MHPAEA and the Triple Aim

According to a recent Health Affairs article, the largest share of health spending in this country is on mental disorders, and as such, more and better mental health/substance use disorder treatment is a must for our country to thrive. Beacon supports increased mental health/substance use disorder treatment, not only because of the societal and clinical imperative, but also from the business side; it allows Beacon to reach new patients who previously had no access to vital services. In this context, Beacon pursues the Institute for Healthcare Improvement’s Triple Aim for healthcare delivery:

  • improving the patient experience of care (including quality and satisfaction);
  • improving the health of populations; and
  • reducing the per capita cost of health care.
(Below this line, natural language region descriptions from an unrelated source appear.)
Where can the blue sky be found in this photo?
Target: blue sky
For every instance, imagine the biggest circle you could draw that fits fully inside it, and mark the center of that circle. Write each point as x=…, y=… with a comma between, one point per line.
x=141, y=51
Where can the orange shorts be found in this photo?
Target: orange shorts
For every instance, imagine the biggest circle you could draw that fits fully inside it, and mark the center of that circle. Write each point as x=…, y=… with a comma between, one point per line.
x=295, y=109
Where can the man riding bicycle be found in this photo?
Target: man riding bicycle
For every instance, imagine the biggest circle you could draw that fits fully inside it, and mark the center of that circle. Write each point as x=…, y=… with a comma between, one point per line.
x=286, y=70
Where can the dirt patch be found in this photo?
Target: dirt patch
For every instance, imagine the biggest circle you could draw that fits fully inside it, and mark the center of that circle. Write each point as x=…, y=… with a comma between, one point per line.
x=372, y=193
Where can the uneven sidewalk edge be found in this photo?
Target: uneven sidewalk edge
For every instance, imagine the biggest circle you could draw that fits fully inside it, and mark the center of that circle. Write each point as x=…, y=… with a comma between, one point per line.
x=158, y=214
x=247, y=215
There is no doubt that the MHPAEA’s goals of non-discrimination and comparability with medical/ surgical services are correct and laudable to improve all of health care for all people. However, as with any large piece of transformative legislation, much work still remains by regulators, payers, providers and public interest groups to help consumers understand their mental health/substance use disorder benefits and to ensure they receive the right type of individualized care. More specifically from a clinical and common sense perspective, mental health/substance use disorder treatment is not amenable to a cookie-cutter approach when comparing to medical/surgical services and treatment. Some of Beacon’s recommendations to the Task Force include the following points:

  1. Encourage recognition that differences exist between behavioral health and physical health. For example, utilization management occurs for both mental health/substance use and medical/surgical treatments because it is the right clinical approach in reviewing the medical necessity of a course of treatment or service for the patient’s condition. However, utilization management may be approached differently on the mental health/substance use disorder side due to the inherent nature of certain conditions and treatments, as opposed to a discriminatory intent. Beacon works to ensure that the best quality, evidence-based care is provided to consumers, which may look different depending on the illness or treatment. While Beacon agrees that the mind/body treatment is essential, ignoring the differences between diseases of the brain and other illnesses is ill-advised.
  2. With regard to disclosure of information to consumers, a user-friendly analysis of how health plans have achieved parity compliance should be adopted. A comprehensible approach would better serve consumers in their quest to ensure that mental health/substance use disorder (mental health/substance use disorder) practices are not discriminatory.
  3. Federal regulators should help prevent disparate interpretations among MHPAEA state regulatory agencies. The Task Force should impose uniform approaches to MHPAEA interpretation and enforcement.

Overall, Beacon is committed to parity compliance to help ensure individuals achieve healthier and more productive lives and will continue to work with policymakers and other stakeholders to do so. Together, we can.